For a moment we watched the waitress and waited until she headed back to a swinging door with a tray of empty glasses.
We reached her just before she disappeared into the back, and I realized the woman looked familiar. Very familiar.
“Ariel?” I asked.
Ariel Shaw was a necromancer, or the daughter of one, at any rate. I’d never seen her practice. But I could feel the magic, cold and heavy as a tomb, that surrounded her. Her mother, Annabelle, had helped my parents with issues now and again, and Ariel and Lulu had been friends as teenagers. I’d been a fan of rules and order growing up; Ariel hadn’t, and had tried to steer Lulu down the same rebellious path. They’d eventually grown apart, which was fine by me.
Ariel looked at me, brow knit, when something flashed in her eyes. It was gone in an instant, but not before I registered concern.
“The prince and princess come to visit the commoners?” Her tone was derisive, as was the expression she donned. “Vampires slumming with shifters these days?”
“Since you’re working in a shifter bar,” Connor said easily, “you might want to lose the attitude.”
“Working,” she said, “and I need to get back to it.”
“Tell us about this man,” Connor said, and showed Bryce’s photograph.
“He was a shitty tipper,” she said, tone edged with irritation, but I saw that hitch in her eyes again.
“What else?” Connor asked, putting his screen away.
Ariel gave a haggard sigh and rebalanced her tray. As she moved, I caught the edge of a black tattoo on her arm—a thin line with short hash marks, at the edge of her sleeve. When she saw the direction of my gaze, she shifted her body to block my view of it.
Totally not suspicious behavior.
“He was a customer,” she finally answered. “I served him.”
I bet that wasn’t the entire story, so I took a chance. “And what happened when you went outside with him?”
She jerked, and the glasses rattled. “I don’t know what you’re talking about.”
“You clearly do,” Connor said. “Would you rather talk to us or the CPD?”
She met his gaze. “I’m not one of your subjects, and you don’t own me,prince.” There was teenage petulance in her tone.
“He’s dead,” Connor said. “He was killed with dark magic, or because of it. You have magic, witch. Did you kill him?”

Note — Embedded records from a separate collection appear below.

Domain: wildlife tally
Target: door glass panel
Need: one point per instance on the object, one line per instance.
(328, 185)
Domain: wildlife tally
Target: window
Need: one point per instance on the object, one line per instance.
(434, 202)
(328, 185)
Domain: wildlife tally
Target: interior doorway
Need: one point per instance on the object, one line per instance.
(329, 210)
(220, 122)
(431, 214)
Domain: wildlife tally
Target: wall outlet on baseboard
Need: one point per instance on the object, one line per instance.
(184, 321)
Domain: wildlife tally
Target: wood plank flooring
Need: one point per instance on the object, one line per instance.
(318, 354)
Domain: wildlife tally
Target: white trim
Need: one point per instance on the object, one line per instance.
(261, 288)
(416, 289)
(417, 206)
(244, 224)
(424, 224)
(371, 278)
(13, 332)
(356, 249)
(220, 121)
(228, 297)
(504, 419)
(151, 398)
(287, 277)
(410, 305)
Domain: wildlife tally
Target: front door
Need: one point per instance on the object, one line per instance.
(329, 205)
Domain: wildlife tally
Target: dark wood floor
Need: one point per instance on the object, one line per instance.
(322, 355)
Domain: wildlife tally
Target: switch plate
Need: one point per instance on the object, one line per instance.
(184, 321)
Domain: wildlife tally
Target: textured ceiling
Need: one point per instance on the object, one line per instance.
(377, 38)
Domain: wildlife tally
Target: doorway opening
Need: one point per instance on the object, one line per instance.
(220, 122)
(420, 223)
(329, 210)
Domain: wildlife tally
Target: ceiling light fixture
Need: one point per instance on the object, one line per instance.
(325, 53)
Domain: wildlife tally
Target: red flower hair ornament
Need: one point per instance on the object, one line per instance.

“My coven is good. We don’t practice dark magic.” She started to move away again, but Connor took her arm, stared down at her with the threat in his eyes plain and clear.
Before he could speak, my screen buzzed. I found a message from Theo—an address only a block away, and a message:think we found his clothes.

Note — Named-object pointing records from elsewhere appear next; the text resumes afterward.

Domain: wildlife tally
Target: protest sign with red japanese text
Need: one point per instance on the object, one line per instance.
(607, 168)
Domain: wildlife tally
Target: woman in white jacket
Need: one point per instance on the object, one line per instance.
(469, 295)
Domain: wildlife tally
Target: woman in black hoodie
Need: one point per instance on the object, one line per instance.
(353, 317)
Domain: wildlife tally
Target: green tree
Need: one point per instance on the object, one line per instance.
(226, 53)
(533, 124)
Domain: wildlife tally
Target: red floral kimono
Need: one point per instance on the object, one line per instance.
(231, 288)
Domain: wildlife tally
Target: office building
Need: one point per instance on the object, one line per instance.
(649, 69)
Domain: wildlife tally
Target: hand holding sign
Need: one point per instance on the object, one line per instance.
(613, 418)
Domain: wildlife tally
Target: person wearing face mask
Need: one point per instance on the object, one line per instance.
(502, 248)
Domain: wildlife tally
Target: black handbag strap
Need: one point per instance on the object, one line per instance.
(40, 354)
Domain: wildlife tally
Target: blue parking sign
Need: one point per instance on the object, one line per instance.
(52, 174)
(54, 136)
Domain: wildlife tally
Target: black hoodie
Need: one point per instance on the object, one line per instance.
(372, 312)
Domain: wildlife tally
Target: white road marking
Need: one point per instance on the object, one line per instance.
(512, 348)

I showed it to Connor, who nodded, then looked at Ariel again.
“A shifter is dead,” he said, fingers still wrapped around her arm. “If you were involved in that, it won’t matter that you’re a witch, or if your mother was good, or if we were friends once upon a time. I’ll find out. And you won’t like how that conversation ends.”
He lifted his hand, and she pushed through the door, where glass rattled again.

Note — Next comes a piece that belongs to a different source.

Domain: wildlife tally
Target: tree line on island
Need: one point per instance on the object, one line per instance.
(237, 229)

Connor took my hand, and we walked back through the bar together. This time, the gazes weren’t just on the prince, but on both of us, and our linked hands.
We found Theo in McKinley Park proper. He stood beneath a tree, flashlight aimed on the ground—and a pile of clothes tossed there.
He nodded in greeting when we reached him. “You get coffee?”
“Not enough,” I said.
Connor kneeled, looked over the pile of clothes. The shift between man and animal—whatever form that took—was magical and physiological; it didn’t affect clothing. So a shifter either sacrificed their clothes, which would be shredded in the transition, or took them off before shifting and dressed again afterward.
“These are from Bryce,” Connor confirmed. “They have the same scent as the wolf.”